Our snowday sounds very similar. Except I had two 15 year old boys wanting to ride four wheelers and pull a piece of tin improvised as a sled.
If I see one more wet sock...
Why is mother nature testing us like this. She is supposedly a "mother" too. Very mean of her.
Yeah.. SNOWDAYS suck.. well. cept for when I work from home.. and everyone else is GONE! :)
Snow days...gggrrrgghhh. Effing Mother Nature. You never hear her called "Stay-at-Home Mother Nature", do you?
That post was absolutely hysterical. Really made my day. I think it's safe to say you got your funny back!!
I don't understand. You're supposed to do something with them? And seriously, no TV? Where the hell do you live? Gitmo?
Thank goodness it never snows here...wanna visit?
Oh,I how know those days well...your descripitons are perfect...more snow on the way...get ready :)
WE don't have those days here in L.A. Okay so there is ONE good thing about living here.
And THIS is why somebody invented video games. I swear. Shuts them right up.
4:45? just put the wine in a thermos.. and head for the hill ;oP
Just send your wet snow covered children to someone else's house.
Haha! Did you make it until 4:45 ;)
You just made me feel better about the cold weather we've had. At least we don't get snow.

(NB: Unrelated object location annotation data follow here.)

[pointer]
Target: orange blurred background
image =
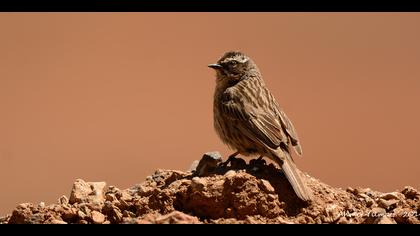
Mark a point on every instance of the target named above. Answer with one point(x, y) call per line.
point(114, 96)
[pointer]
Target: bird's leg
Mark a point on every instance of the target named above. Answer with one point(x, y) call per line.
point(230, 158)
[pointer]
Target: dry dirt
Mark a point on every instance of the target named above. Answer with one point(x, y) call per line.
point(213, 193)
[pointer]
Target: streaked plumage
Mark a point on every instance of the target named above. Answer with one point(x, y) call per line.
point(248, 119)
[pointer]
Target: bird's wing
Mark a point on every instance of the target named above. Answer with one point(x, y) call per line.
point(262, 127)
point(290, 130)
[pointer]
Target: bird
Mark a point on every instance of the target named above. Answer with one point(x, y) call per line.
point(248, 119)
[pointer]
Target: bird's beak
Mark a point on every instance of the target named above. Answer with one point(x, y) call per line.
point(215, 66)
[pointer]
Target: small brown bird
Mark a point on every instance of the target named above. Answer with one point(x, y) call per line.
point(248, 119)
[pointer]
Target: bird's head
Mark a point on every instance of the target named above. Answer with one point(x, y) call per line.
point(233, 65)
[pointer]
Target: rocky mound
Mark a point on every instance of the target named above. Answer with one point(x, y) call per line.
point(214, 193)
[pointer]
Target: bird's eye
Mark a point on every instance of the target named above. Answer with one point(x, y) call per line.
point(233, 63)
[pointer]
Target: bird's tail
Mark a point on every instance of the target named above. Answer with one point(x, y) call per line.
point(295, 179)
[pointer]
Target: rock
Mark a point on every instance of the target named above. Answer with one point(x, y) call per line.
point(177, 217)
point(410, 192)
point(266, 186)
point(97, 217)
point(193, 166)
point(387, 204)
point(230, 174)
point(60, 222)
point(254, 193)
point(63, 200)
point(384, 220)
point(332, 213)
point(392, 196)
point(208, 163)
point(198, 183)
point(87, 192)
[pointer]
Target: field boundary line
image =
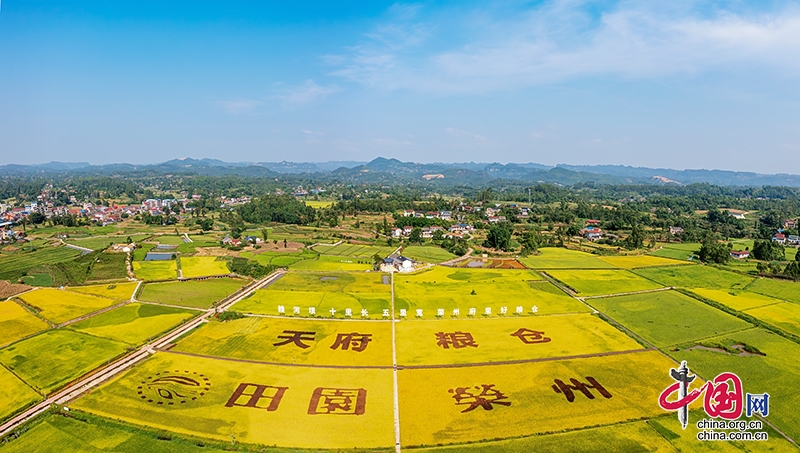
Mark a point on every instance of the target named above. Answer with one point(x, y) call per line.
point(523, 361)
point(321, 318)
point(24, 292)
point(35, 390)
point(31, 310)
point(632, 293)
point(395, 386)
point(103, 374)
point(619, 325)
point(92, 314)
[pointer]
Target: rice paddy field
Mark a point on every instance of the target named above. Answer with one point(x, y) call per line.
point(634, 262)
point(666, 318)
point(14, 394)
point(431, 415)
point(603, 282)
point(49, 255)
point(581, 372)
point(133, 323)
point(117, 291)
point(17, 323)
point(325, 263)
point(255, 338)
point(156, 270)
point(507, 339)
point(199, 294)
point(695, 277)
point(427, 254)
point(58, 305)
point(357, 251)
point(219, 413)
point(203, 266)
point(558, 258)
point(54, 358)
point(109, 266)
point(781, 289)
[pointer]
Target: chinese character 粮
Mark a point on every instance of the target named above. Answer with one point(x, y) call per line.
point(457, 340)
point(353, 341)
point(487, 397)
point(296, 337)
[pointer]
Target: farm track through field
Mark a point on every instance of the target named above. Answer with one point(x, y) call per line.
point(92, 314)
point(102, 375)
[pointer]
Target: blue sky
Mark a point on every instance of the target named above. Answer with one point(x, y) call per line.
point(678, 84)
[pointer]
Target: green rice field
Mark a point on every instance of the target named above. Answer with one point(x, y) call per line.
point(133, 323)
point(54, 358)
point(191, 293)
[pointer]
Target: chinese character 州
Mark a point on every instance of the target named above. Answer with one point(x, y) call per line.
point(488, 396)
point(529, 336)
point(296, 337)
point(337, 401)
point(254, 393)
point(353, 341)
point(457, 340)
point(566, 389)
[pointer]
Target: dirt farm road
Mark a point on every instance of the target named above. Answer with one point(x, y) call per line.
point(103, 374)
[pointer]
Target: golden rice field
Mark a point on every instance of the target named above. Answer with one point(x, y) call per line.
point(281, 381)
point(59, 306)
point(203, 266)
point(450, 341)
point(430, 414)
point(603, 282)
point(633, 262)
point(14, 394)
point(326, 342)
point(297, 419)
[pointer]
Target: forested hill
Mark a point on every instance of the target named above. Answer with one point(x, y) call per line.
point(390, 171)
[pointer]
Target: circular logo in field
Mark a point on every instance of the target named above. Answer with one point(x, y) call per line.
point(169, 388)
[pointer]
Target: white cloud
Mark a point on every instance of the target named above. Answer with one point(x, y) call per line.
point(563, 39)
point(239, 105)
point(301, 95)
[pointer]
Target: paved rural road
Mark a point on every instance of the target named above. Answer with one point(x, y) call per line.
point(103, 374)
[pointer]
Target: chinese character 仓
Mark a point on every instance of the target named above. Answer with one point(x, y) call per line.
point(529, 336)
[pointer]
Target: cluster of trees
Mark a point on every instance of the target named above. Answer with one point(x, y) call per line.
point(243, 266)
point(276, 208)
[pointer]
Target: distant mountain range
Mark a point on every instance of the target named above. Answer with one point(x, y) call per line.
point(383, 170)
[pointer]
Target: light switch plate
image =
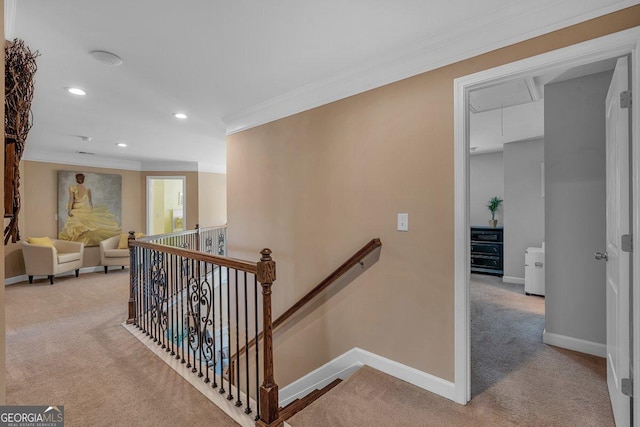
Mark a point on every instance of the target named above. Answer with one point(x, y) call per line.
point(403, 222)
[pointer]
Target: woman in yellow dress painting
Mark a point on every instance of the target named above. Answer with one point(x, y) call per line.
point(85, 223)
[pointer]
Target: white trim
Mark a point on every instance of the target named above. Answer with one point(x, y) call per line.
point(25, 278)
point(220, 400)
point(169, 166)
point(468, 40)
point(635, 218)
point(184, 195)
point(575, 344)
point(344, 365)
point(97, 161)
point(76, 159)
point(617, 44)
point(513, 280)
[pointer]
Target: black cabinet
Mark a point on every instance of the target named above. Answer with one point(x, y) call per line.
point(487, 250)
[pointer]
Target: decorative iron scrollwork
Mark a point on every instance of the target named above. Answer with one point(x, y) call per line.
point(159, 289)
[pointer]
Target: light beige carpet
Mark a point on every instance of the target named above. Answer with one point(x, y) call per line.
point(66, 346)
point(518, 380)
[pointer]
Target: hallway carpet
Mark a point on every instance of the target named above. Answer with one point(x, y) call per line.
point(516, 379)
point(66, 346)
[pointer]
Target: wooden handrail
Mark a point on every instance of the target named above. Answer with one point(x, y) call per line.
point(340, 271)
point(199, 256)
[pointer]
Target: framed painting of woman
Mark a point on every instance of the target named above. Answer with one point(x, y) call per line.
point(89, 206)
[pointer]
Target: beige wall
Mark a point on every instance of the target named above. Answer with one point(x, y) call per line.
point(316, 186)
point(212, 198)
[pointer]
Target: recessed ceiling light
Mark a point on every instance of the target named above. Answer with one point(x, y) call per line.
point(106, 58)
point(76, 91)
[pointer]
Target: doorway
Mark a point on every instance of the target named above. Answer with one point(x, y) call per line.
point(619, 44)
point(165, 204)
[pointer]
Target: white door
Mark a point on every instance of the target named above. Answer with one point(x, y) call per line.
point(618, 262)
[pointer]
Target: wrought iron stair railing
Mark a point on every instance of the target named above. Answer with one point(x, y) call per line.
point(200, 307)
point(210, 311)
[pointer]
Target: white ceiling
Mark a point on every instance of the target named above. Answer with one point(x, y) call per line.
point(514, 110)
point(234, 64)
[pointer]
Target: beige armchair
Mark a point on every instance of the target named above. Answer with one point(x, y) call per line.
point(111, 255)
point(48, 261)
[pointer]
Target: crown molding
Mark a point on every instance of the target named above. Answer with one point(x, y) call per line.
point(77, 159)
point(164, 166)
point(502, 29)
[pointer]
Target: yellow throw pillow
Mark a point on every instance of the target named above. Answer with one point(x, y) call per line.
point(40, 241)
point(124, 241)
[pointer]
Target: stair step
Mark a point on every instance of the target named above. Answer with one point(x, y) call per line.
point(299, 404)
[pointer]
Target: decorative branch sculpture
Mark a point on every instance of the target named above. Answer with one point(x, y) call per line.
point(20, 68)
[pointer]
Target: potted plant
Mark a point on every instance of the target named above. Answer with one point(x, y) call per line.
point(493, 205)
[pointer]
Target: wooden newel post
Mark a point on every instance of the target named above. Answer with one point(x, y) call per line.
point(197, 237)
point(266, 273)
point(132, 264)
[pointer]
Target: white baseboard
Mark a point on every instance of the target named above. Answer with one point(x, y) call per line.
point(575, 344)
point(514, 280)
point(346, 364)
point(25, 278)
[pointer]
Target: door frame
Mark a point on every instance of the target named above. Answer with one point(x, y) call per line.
point(150, 178)
point(617, 44)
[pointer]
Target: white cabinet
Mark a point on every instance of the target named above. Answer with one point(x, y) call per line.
point(534, 271)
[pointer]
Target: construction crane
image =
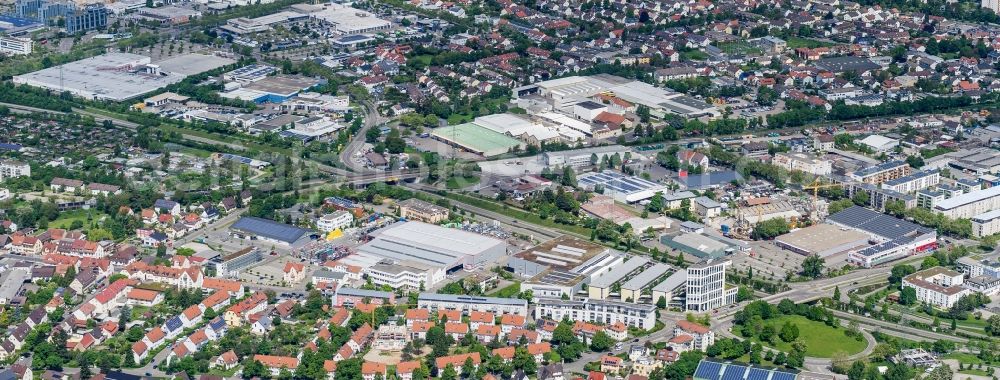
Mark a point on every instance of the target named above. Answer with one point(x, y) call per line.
point(815, 186)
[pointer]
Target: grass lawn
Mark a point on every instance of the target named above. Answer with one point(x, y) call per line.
point(694, 55)
point(66, 219)
point(508, 291)
point(738, 47)
point(516, 213)
point(459, 118)
point(964, 358)
point(974, 372)
point(821, 341)
point(455, 183)
point(797, 42)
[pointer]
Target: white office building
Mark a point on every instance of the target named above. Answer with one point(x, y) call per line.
point(13, 169)
point(15, 45)
point(402, 276)
point(706, 286)
point(970, 204)
point(339, 219)
point(914, 182)
point(641, 316)
point(803, 162)
point(468, 304)
point(938, 286)
point(986, 224)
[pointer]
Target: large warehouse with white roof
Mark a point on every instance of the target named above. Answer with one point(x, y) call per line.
point(434, 246)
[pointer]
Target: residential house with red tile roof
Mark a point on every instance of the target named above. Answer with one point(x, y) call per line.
point(294, 273)
point(276, 363)
point(370, 369)
point(457, 361)
point(404, 370)
point(702, 337)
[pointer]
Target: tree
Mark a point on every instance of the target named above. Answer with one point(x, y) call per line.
point(789, 332)
point(861, 198)
point(899, 271)
point(929, 262)
point(812, 266)
point(769, 229)
point(993, 325)
point(908, 296)
point(941, 372)
point(252, 369)
point(856, 371)
point(569, 177)
point(601, 342)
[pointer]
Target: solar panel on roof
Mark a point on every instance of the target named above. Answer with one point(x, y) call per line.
point(778, 375)
point(734, 372)
point(173, 323)
point(708, 370)
point(758, 374)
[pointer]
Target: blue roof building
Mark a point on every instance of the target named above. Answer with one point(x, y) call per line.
point(262, 229)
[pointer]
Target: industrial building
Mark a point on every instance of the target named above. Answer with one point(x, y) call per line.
point(880, 173)
point(418, 210)
point(913, 182)
point(879, 144)
point(893, 238)
point(803, 162)
point(671, 288)
point(641, 316)
point(272, 89)
point(979, 160)
point(232, 264)
point(565, 93)
point(403, 275)
point(432, 246)
point(74, 16)
point(253, 228)
point(707, 181)
point(337, 220)
point(600, 287)
point(634, 287)
point(345, 20)
point(523, 129)
point(111, 76)
point(621, 187)
point(562, 266)
point(937, 286)
point(476, 139)
point(710, 370)
point(469, 304)
point(986, 224)
point(579, 158)
point(703, 245)
point(822, 239)
point(706, 287)
point(970, 204)
point(15, 45)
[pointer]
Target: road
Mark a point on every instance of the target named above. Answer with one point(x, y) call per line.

How to get through another stupid snow day? Go visit Marn in Florida!!!! YEA!!!
hello! anyone here?!
I fear you've been shoved into a snow bank until spring! Where are you?
You are so brave.
Not for the snow day (although I understand and feel that drinking wine at 3pm has a certain louche, raffish continental charm), but for showing photos of you in the 80s - mine show me as somewhere between punk and a madonna wannbe and both of those are vile - at least you look human.
But I still snorted coffee out of my nose!
hey, what's wrong with red wine in a coffee cup, or just slipping alittle bit of bailey's into your coffee ( or coffee in your bailey's?) Works as a clock, and hard to see! thank you by the way, for letting me realize it's ok not to love your kids 24/7!
hey....did you NOT survive that snow day??? hope everything is ok 3 weeks after!
I'm worried. I hope all is well.
... goodness, did Mad Mad get lost in the yarn room?? i hope she's fine and knits her way out soon.gedd
We should all move to Florida so we won't have to deal with snow days!